October 2014
I am a former editor and retired social worker living in Sonoma County, California. My life includes one husband, one son, enough friends, too many doctors, and a volunteer job that requires petting puppies.
SCHOOL FOR THE GODS
Creation I
The adolescent deities took their seats with jostling,
Showing off their blooming strength,
Trying out the thundering voices
That sometimes cracked instead of roared.
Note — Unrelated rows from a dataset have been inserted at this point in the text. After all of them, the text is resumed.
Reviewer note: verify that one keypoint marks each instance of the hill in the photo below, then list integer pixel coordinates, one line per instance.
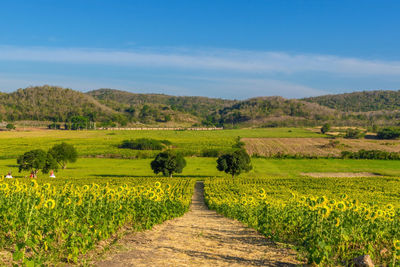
(50, 103)
(360, 101)
(111, 107)
(124, 101)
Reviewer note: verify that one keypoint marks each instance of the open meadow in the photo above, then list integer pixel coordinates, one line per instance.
(60, 220)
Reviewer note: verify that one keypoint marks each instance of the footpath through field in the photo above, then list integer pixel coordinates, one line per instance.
(199, 238)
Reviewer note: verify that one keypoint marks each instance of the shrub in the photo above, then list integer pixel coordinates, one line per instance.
(36, 160)
(54, 125)
(388, 133)
(211, 152)
(234, 163)
(10, 126)
(145, 144)
(64, 153)
(325, 128)
(168, 162)
(354, 134)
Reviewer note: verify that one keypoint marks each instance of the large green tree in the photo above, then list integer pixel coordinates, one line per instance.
(64, 153)
(235, 162)
(168, 162)
(36, 160)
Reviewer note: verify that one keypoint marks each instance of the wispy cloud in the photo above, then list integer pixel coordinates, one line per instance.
(207, 59)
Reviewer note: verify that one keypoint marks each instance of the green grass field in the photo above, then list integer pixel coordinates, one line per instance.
(86, 168)
(105, 143)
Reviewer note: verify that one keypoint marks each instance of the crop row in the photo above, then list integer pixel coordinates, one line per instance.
(43, 224)
(328, 231)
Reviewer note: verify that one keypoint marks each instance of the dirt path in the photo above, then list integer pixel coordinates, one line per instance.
(199, 238)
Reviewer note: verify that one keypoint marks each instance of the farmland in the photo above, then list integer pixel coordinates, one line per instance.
(107, 180)
(318, 147)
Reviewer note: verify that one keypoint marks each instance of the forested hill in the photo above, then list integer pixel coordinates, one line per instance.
(110, 107)
(194, 105)
(50, 103)
(360, 101)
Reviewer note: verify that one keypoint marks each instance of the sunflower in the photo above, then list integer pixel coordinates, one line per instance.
(321, 200)
(50, 203)
(396, 244)
(46, 186)
(40, 204)
(325, 211)
(337, 222)
(341, 206)
(68, 201)
(34, 184)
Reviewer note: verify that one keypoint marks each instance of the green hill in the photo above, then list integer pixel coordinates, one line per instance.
(110, 107)
(51, 103)
(360, 101)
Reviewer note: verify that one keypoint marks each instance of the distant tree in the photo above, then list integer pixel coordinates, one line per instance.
(325, 128)
(64, 153)
(79, 123)
(238, 144)
(10, 126)
(168, 162)
(388, 133)
(235, 162)
(145, 144)
(353, 134)
(36, 160)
The teaching goddess shook her head.
“Accepting godlings, graduating gods,”
Was written on the school’s celestial gates.
What a long way these young ones were from majesty!
First lectures on the stuff of stars, then projects:
Plans on paper, presentations to the class.
Divine spittle and wads of paper sailed across the room.
Order was restored and they were sent to Lab.
“A fine job, Yahweh.
The blue waters, now separated from the land,
Make your Earth shine like a sapphire in the sky.
Have a good vacation.”
Creation II
“Gods and goddesses, please take your seats!
We have important work this term.
You are the chosen few.
The gods who failed Creation now will work for you.”
Yahweh created swarms of living creatures,
Some for the land, some for the sea, some for the air.
And the teacher said that it was good.
Creation III
Elective: creating creatures who talk back.
(Many fledgling gods omit this part.
Who would blame them?
Plants flourish and then perish,
Beasts run gracefully across a world and die,
Never troublesomely asking, ‘Why?’)
Yahweh sculpted models and discarded them,
Then, vain beginner that he was,
He made a humankind that looked like him.
“Be fruitful and multiply,” he told them.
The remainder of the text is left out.